Drawing themselves to full height, clouds would then sweep outward, like titanic castles of growling white so spectacular that they dwarfed the land and hung so impossibly to a sky set alight by the setting sun.
It was lonely then, like the absent sky of summer blue, no one would visit the mountain in its days of nobility; the figures at its base too small to hear, the mountain could only watch as the world slowly changed. Not knowing how it came to be, the mountain’s peak grew cold; not able to hear, it’s sides became steep. It withdrew into this hollow and looked to find friends in the wind, river and rain.
The river would then steal from the mountain, to its granite walls its water would run, taking rock greedily as it lay its bed with beautiful pebbles and stone. Seeing this, the wind would sweep upon the mountain, galling and gusting, it tore height from the peak of the mountain and dressed its hidden body with dust and snow.
The clouds would then cast down rain and reduce the mountain further, not able to see something so grand as to challenge them. So jealous of the mountain where these three, that they stole and lashed and struck, until only a single stone remained, one now weaker than the river’s tide and one lost to the land that created it.

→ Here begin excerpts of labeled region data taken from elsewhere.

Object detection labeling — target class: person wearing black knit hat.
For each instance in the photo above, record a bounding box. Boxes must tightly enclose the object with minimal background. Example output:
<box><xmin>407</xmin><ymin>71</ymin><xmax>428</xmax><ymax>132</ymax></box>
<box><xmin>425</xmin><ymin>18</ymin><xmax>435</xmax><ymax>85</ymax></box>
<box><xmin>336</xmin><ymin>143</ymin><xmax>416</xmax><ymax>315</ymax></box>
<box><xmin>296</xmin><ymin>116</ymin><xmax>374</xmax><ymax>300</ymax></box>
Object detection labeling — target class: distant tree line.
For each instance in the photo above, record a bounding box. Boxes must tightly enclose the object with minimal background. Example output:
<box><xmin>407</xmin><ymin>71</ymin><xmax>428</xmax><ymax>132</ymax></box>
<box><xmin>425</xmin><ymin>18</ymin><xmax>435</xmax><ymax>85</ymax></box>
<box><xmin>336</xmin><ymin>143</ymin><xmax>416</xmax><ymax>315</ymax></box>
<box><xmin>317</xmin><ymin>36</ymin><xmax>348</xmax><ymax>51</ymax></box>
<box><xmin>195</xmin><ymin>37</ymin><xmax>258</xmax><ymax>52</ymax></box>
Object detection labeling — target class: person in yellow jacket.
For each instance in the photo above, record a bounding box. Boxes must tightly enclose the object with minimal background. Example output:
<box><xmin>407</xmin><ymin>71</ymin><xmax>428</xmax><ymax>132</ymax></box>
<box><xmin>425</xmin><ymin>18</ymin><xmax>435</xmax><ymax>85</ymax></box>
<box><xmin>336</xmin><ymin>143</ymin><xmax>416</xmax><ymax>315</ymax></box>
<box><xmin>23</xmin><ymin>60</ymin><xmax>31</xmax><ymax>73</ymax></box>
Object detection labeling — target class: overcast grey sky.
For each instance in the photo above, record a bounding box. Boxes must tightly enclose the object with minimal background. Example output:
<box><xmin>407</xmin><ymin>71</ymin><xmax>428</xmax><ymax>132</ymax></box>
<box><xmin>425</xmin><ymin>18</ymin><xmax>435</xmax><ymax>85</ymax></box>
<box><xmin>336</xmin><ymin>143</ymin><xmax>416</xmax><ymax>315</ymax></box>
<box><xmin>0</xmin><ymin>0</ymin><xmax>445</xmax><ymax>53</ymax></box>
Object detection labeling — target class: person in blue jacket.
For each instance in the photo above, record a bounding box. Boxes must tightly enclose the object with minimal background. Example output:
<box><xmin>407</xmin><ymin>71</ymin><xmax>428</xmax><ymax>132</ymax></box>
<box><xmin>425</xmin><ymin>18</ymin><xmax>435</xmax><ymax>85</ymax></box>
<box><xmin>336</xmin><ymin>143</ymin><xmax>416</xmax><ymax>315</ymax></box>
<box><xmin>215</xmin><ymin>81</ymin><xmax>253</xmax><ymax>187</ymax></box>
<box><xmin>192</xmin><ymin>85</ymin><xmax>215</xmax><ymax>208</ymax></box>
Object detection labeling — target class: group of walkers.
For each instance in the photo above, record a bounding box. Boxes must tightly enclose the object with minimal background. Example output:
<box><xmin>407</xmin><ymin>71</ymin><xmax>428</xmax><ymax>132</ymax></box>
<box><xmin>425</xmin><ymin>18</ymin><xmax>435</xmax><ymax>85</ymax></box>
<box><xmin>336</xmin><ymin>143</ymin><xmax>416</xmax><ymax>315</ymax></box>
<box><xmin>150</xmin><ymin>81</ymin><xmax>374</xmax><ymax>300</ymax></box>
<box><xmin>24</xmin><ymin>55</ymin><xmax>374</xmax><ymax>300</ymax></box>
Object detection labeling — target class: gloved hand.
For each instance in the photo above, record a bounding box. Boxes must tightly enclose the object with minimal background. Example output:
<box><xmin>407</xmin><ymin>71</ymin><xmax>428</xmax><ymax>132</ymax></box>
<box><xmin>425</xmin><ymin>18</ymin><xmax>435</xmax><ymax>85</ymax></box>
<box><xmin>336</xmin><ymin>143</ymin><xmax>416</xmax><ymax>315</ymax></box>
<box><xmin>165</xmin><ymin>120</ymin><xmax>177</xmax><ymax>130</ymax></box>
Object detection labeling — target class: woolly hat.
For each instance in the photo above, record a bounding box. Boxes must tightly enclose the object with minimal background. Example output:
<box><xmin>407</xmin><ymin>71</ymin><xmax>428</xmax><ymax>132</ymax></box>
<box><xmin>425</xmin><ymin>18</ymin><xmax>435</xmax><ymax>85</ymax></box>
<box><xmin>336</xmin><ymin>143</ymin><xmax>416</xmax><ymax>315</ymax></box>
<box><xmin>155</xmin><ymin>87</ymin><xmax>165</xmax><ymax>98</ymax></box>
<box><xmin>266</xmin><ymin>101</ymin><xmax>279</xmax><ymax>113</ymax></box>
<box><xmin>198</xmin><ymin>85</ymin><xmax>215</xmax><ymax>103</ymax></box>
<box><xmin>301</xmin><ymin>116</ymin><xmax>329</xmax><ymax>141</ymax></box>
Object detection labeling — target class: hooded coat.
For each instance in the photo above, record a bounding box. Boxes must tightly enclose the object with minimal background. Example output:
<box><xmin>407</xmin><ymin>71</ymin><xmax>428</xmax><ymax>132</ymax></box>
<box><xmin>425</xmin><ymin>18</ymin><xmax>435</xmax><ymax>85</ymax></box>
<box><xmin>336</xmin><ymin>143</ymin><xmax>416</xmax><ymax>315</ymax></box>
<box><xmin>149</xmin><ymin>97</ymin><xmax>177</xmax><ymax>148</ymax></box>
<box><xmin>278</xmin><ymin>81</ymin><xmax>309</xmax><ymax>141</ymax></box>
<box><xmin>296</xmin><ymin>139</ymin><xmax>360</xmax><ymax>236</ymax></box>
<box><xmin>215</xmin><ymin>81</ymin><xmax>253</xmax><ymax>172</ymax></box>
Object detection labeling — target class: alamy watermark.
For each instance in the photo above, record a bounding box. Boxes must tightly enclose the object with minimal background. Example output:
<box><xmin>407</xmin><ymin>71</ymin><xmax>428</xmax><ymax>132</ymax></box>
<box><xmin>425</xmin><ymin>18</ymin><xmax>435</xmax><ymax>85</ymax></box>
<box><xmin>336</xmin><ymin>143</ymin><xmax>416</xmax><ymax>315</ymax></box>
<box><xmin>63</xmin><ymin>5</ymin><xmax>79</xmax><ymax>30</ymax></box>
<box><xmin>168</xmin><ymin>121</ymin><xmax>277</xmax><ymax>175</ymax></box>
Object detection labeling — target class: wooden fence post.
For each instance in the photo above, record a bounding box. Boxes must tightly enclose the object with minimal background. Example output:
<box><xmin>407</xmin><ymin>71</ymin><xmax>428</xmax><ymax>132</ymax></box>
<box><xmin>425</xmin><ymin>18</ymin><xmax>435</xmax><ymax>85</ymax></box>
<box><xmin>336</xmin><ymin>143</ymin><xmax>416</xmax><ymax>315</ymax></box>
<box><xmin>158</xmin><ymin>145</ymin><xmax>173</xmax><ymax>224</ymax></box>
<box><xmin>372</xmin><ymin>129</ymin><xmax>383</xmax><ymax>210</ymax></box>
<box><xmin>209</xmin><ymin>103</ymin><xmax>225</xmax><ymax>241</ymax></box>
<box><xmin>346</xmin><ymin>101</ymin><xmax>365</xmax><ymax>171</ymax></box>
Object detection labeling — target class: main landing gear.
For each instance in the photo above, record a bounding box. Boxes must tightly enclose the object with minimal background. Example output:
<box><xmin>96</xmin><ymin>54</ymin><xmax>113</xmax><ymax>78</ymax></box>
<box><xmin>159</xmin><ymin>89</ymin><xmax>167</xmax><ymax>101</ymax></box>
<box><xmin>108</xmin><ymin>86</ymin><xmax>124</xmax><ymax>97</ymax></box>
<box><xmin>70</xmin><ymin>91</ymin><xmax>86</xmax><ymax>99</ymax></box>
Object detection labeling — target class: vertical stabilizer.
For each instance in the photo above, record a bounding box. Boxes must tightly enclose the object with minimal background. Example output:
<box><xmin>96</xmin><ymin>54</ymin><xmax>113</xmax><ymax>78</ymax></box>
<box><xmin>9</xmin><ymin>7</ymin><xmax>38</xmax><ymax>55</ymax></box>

The stone looked to the ocean and was amazed, this expanse of silent sea that did not age or crumble. It seemed that every life in this world contained some small ember of beauty that lived beyond its simple means, but the ocean would always shine the brightest; It’s waves grew stronger than the wind’s mighty gale, it’s depths became unreachable for the clouds above, unmoved by the river’s strongest flow, the ocean was simply impassive to these things. It existed so presently, so complete, but for some reason it too seemed alone.
A gentle wave meandered up the beach and reached out to the base of the stone. For a moment, the old mountain was no longer lonely.